Adler, who attended a quickly organized 30-minute Sunday night candlelight vigil at the Narberth War Memorial outside of the city, also touted a “Stand Against Hate” gathering at Independence Mall on March 2. (There was also a candlelight vigil at the University of Pennsylvania on Feb. 27.)

“We are naming the hate and we will not stand for it anymore,” she said. “We are working with volunteers and professionals to make sure every headstone or grave marker is either replaced or repaired.”

In that spirit, the Jewish Federation began an organized cleanup of the Mount Carmel grounds Feb. 28. Every day from noon to 4 p.m., up to 50 volunteers will be working to restore the cemetery.

“These vandals underestimate our resolve,” said Rabbi Will Keller, the director of Jewish Life at Jack M. Barrack Hebrew Academy, who was one of about a dozen clergy members present at the Narberth vigil.

Rabbi Zimcha Zevit of the Narberth Havurah, accompanied with a guitar, led the crowd of about 200 in Psalms 121 and 42, as well as other selections.
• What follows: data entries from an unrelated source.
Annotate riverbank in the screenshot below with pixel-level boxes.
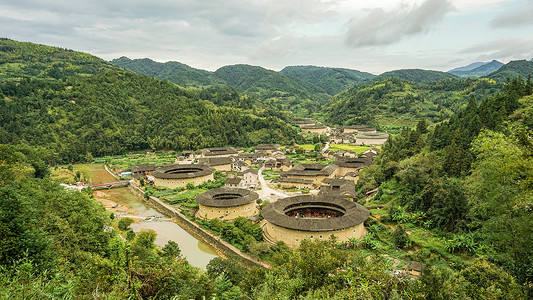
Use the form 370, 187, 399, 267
129, 184, 270, 268
85, 165, 218, 270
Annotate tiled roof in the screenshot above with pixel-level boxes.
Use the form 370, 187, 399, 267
261, 195, 369, 231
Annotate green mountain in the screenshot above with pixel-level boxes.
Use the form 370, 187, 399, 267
111, 56, 224, 87
375, 69, 456, 83
281, 66, 375, 96
324, 78, 501, 127
111, 57, 330, 115
0, 40, 298, 163
214, 64, 325, 98
487, 60, 533, 81
448, 61, 486, 74
214, 65, 330, 116
448, 60, 503, 77
0, 38, 119, 80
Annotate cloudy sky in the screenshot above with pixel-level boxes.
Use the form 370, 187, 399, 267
0, 0, 533, 74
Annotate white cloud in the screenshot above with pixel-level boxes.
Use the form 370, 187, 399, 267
490, 1, 533, 28
460, 38, 533, 62
346, 0, 453, 47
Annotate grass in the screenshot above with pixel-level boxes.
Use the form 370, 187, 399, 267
328, 144, 381, 154
298, 144, 315, 151
94, 151, 177, 170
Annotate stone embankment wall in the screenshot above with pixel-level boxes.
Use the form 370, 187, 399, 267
129, 184, 270, 268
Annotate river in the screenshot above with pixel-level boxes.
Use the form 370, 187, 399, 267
85, 164, 217, 269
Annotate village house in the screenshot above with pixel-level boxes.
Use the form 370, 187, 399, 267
224, 177, 244, 188
242, 169, 259, 188
195, 187, 259, 221
261, 195, 370, 247
319, 178, 357, 201
343, 125, 376, 133
329, 133, 355, 144
342, 170, 360, 183
193, 156, 233, 172
131, 164, 156, 177
355, 133, 389, 145
264, 157, 294, 171
280, 164, 337, 189
235, 152, 265, 166
292, 118, 316, 128
200, 147, 238, 157
231, 159, 250, 172
333, 158, 373, 178
255, 144, 281, 154
152, 164, 215, 189
300, 125, 328, 134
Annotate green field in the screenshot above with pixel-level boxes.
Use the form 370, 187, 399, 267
328, 144, 381, 154
298, 144, 315, 151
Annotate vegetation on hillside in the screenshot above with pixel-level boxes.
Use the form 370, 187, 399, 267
111, 57, 329, 116
0, 145, 522, 299
487, 60, 533, 82
111, 56, 223, 87
0, 40, 300, 163
324, 78, 501, 127
360, 78, 533, 296
376, 69, 457, 83
448, 60, 503, 77
280, 66, 375, 96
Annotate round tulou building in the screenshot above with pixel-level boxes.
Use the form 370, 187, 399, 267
152, 164, 215, 189
261, 195, 369, 247
196, 187, 259, 220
Meantime, the National Museum of American Jewish History began a project to preserve the stories of the people buried at the cemetery. It is asking those with friends or loved ones interred at Mount Carmel Cemetery to share a picture (and/or the headstone, if available) and a personal story of up to 150 words.

And Philadelphia City Councilman Bobby Henon tweeted that the International Brotherhood of Electrical Workers will pay for and install security cameras at the cemetery, while Philadelphia Building Trades would participate in the cemetery cleanup.
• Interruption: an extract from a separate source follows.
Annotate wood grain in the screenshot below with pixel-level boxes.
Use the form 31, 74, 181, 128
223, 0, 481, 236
At Perelman, the school’s leadership tried to find some positive meaning in the bomb threat, describing it as a teachable moment. Head of School Judy Groner and Principal Wendy Smith spoke with the students after they returned to the building.
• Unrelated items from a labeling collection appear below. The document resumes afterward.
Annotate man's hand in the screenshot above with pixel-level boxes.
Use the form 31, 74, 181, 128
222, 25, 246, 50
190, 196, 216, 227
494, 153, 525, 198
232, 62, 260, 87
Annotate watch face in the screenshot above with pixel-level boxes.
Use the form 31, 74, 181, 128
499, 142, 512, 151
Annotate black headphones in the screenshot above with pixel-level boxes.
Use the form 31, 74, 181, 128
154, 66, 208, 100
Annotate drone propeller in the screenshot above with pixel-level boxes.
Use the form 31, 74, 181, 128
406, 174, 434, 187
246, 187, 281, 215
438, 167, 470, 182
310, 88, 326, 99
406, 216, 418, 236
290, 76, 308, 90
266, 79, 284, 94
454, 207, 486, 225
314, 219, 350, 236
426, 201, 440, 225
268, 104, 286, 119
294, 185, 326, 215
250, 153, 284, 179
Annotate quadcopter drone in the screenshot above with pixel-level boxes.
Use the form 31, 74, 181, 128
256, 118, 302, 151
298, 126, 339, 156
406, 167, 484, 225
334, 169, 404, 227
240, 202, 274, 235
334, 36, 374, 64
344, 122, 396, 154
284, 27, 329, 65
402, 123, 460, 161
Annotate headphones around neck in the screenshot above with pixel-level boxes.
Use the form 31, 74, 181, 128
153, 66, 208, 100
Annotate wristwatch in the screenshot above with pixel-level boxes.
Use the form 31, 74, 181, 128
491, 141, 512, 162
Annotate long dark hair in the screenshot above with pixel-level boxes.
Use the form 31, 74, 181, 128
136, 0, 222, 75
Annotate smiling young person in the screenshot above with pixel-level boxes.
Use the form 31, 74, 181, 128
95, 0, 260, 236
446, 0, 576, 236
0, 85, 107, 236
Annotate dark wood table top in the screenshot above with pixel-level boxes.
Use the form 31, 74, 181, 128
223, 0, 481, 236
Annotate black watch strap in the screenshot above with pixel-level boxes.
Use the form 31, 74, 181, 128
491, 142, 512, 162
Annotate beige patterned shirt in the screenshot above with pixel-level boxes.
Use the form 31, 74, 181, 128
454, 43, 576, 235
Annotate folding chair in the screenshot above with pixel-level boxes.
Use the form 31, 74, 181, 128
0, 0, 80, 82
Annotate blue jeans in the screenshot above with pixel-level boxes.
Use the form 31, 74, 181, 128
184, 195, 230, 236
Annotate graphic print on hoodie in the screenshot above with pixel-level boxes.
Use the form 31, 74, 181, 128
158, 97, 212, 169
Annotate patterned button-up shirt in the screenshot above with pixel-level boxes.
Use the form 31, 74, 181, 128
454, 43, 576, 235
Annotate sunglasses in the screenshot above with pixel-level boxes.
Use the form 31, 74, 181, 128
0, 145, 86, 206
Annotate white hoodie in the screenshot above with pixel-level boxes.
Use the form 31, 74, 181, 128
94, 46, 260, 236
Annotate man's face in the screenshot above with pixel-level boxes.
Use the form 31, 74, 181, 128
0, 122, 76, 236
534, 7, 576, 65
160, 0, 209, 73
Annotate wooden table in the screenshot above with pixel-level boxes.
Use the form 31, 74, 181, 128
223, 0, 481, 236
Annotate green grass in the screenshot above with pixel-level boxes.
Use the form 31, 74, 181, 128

“I told them that they cooperated beautifully and that we have procedures in place that help their teachers and school administrators take care of them,” Groner said.

When a second-grader asked, “Why would someone make a mean phone call to the school?” Groner responded, “Sometimes people make bad choices. We are lucky to be in a school where students make good choices and where teachers teach students to make good choices.”

All the incidents have attracted national attention — and action.

Several congressmen announced on Feb. 27 the re-launch of the Bipartisan Taskforce for Combating Anti-Semitism in the House of Representatives for the 115th Congress.

And the New York-based Anne Frank Center for Mutual Respect urged President Donald Trump to take a stronger stand on anti-Semitism.

“More Jewish gravestones were vandalized today, this time in Philadelphia,” the center wrote on Twitter. “Mr. President it’s time for you to deliver a primetime nationally televised speech on how you intend to combat not only anti-Semitism but also Islamaphobia and other rising forms of hate.”

A week ago, Trump did issue a condemnation of anti-Semitism, but reports surfaced this week that Trump’s first budget may eliminate special envoy positions at the State Department that work to combat anti-Semitism.

Jon Marks is a senior reporter and Andy Gotlieb is managing editor of the Jewish Exponent, an affiliated publication of The Jewish Chronicle.